There is no difference in starch availability between dent (soft starch) and flinty (hard starch) endosperm hybrids at silage making time - fact or fiction?
Fact. From time to time a company tries to sell their hybrid on the basis that starch from their hybrid is more digestible. A large number of independent trials have shown there is no difference in the digestibility or milk production potential of hybrids with differing endosperm types (hard or soft starch) at silage harvest time.
Cob size matters - fact or fiction?
Fiction. Cob size has very little impact on maize silage quality. Desperate salespeople (who usually lack yield and quality data) will often produce cobs from the hybrid they are trying to sell to show that their cob is bigger (and therefore better) than the hybrid they are comparing it against.

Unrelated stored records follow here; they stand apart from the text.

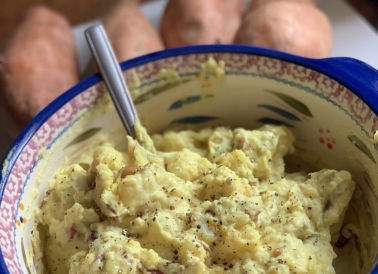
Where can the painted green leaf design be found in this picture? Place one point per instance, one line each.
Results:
(194, 119)
(281, 112)
(294, 103)
(189, 100)
(156, 90)
(361, 146)
(266, 120)
(84, 136)
(24, 256)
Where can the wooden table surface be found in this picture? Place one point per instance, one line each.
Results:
(79, 11)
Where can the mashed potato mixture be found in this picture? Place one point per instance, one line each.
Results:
(217, 200)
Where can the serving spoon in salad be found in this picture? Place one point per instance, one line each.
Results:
(112, 76)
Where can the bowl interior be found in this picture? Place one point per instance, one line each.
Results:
(334, 128)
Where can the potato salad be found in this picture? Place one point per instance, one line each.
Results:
(215, 200)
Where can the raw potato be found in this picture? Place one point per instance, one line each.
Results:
(192, 22)
(292, 26)
(130, 32)
(256, 3)
(38, 65)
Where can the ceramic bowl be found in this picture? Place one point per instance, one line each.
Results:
(330, 104)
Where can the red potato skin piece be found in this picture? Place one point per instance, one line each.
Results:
(130, 32)
(193, 22)
(289, 26)
(38, 65)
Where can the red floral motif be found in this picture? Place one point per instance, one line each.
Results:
(326, 139)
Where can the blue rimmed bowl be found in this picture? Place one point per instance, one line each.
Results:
(330, 104)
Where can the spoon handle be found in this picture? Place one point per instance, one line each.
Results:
(112, 76)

More important than cob size is the total energy harvested per hectare because that is the milk production potential. Many smaller cobs produce more energy per hectare than fewer large cobs.
Milky silage makes more milk - fact or fiction?
Fiction. Harvesting maize too early (e.g., below 32%) when the cob is milky results in significantly lower silage yields and slightly lower feed quality. Really wet silage can be difficult to ensile well and there is an increased chance of run-off from the stack. As a plant matures toward black layer, the plant continues to lay down starch and this results in an increase in feed value. The ideal harvest window for maize silage is somewhere between 32 and 38% dry matter.
Farmers can manage their maize to increase the quality of their maize silage - fact or fiction?
Fact. While hybrid and environment have a huge influence on maize silage quality, management of the crop can also play a part in influencing silage quality. Farmers can influence silage quality by ensuring the crop does not run out of water or nutrients, controlling weeds, harvesting at the optimal time and ensuring the crop is well ensiled.